Lisa Kudrow's Web Therapy
A Friend reemerges with a spectacular improvised online series.
Valerie Cherish would get eaten alive if she ever became a client on Web Therapy, an alternately spectacular and uncomfortable online series that premiered on LStudio.com last fall. Cherish, a washed-up sitcom star portrayed by Lisa Kudrow on HBO’s 2005 series The Comeback, lucklessly tried to recapture the spotlight. Web Therapy’s Fiona Wallice, a self-serving, self-absorbed midlevel businesswoman turned Internet shrink—also played by Kudrow—would reduce the hapless Cherish to tears.
Both plum roles followed the decade Kudrow spent as dim-bulb Phoebe Buffay on Friends. Unlike Cherish, who disappeared after just 13 low-rated (yet amazing) episodes, Wallice seems likely to stick around (Web Therapy is in its second season). Kudrow, who co-created Web Therapy with production partner Dan Bucatinsky and longtime collaborating director Don Roos, admits she was reluctant when Lexus, which was launching a site for original, Web-based entertainment, approached them. “A few years ago, we were asked if we wanted to come up with a Web series, and the answer was, ‘No, not really,’_” she says. “When I dismiss something out of hand, my brain just keeps working on it anyway. I kept thinking, Something on the Web should really be about the Web. Then I thought the dumbest thing in the world, which could be funny, is a therapist who will only do sessions online for three minutes with an iChat. It’s just a really bad idea.”

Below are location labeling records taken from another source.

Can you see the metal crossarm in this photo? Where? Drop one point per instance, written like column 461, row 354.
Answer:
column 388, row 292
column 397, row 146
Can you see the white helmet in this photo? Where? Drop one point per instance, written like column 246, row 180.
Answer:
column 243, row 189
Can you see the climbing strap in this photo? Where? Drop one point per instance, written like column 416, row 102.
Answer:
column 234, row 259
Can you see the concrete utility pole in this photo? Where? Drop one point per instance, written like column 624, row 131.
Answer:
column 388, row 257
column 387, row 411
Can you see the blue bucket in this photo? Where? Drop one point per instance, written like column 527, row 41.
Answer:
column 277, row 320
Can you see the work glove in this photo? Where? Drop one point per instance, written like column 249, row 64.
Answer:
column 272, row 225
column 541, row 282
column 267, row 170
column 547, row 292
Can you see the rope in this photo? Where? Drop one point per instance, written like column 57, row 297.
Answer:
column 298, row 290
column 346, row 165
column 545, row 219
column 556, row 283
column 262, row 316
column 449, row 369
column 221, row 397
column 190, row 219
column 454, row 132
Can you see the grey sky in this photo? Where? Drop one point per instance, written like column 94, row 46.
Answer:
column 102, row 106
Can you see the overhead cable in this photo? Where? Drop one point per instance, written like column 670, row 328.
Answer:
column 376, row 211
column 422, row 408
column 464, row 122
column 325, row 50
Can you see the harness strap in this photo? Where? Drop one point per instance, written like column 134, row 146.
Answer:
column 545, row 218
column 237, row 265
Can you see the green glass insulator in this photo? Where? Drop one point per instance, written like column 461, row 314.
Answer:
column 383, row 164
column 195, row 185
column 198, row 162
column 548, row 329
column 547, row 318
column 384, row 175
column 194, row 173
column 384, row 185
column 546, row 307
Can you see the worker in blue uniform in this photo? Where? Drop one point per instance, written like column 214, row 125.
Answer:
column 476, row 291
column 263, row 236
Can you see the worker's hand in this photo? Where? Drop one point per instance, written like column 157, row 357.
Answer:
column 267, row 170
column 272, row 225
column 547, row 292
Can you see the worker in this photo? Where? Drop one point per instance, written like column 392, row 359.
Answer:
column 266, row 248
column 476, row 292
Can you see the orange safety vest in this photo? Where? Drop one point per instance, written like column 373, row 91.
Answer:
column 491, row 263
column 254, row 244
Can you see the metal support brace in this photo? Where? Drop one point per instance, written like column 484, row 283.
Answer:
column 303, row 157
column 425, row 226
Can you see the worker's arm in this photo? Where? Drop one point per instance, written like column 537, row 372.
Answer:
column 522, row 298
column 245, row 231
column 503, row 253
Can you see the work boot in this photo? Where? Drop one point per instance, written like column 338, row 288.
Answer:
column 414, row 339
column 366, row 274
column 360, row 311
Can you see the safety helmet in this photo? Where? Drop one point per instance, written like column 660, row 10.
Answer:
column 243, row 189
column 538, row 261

In Web Therapy, Wallice schedules three online sessions (or three five-minute webisodes) with each of her clients. In ostensibly helping them, she reveals her own selfish motives. While treating a high-powered exec (the excellent Jane Lynch), Wallice manipulates her client’s connections to promote her Web-therapy concept.
Each episode’s ick factor recalls The Office and Curb Your Enthusiasm. But unlike most shows, Web Therapy isn’t at the mercy of network execs. “Usually you’ve got certain needs to meet if you’re dealing with a network or a studio. There’s an audience you have to try and reach,” Kudrow says. “This is just us. Lexus underwrites us, but really there are no provisions for doing this. That’s one of the good things, not being on a network where you have to dance as fast as you can to get as many people watching it as quickly as possible, otherwise you’re going to be canceled.”
That flexibility also has given Kudrow, an alum of L.A.’s improv-based Groundlings Theatre, the chance to shoot Web Therapy as a scriptless show informed only by brief outlines. “We thought that since they’re going to be short, let’s just improvise,” she says. “But the truth is, the shorter something is, the more structured it needs to be.” The show has featured, as Wallice’s clients, improv talent such as Lynch and Bob Balaban as well as old Friend Courteney Cox, who guest stars as a psychic on this week’s episode.
Beyond its character-driven appeal (last month, Kudrow won a Webby Award for Outstanding Comedic Performance), Web Therapy’s strongest asset is its juicy parody of Internet-based schemes. Kudrow points out that, online, “absolutely anyone can say, ‘I provide a service.’ Because there’s such a huge reach on the Internet, even if it’s the worst idea in the world, which this is, at least a small percentage of people might like it.”
Despite critical acclaim, Web Therapy isn’t likely to appear on the idiot box any time soon. “If there’s a third season, we’ll think about what that is,” Kudrow says. “One can’t help but keep it moving in some sort of arc direction, which might make it appropriate for TV, but we’ll see; that’s a big commitment. I did Friends. That was the huge monster hit. Now [I] can just do things that are fun and good, you know?”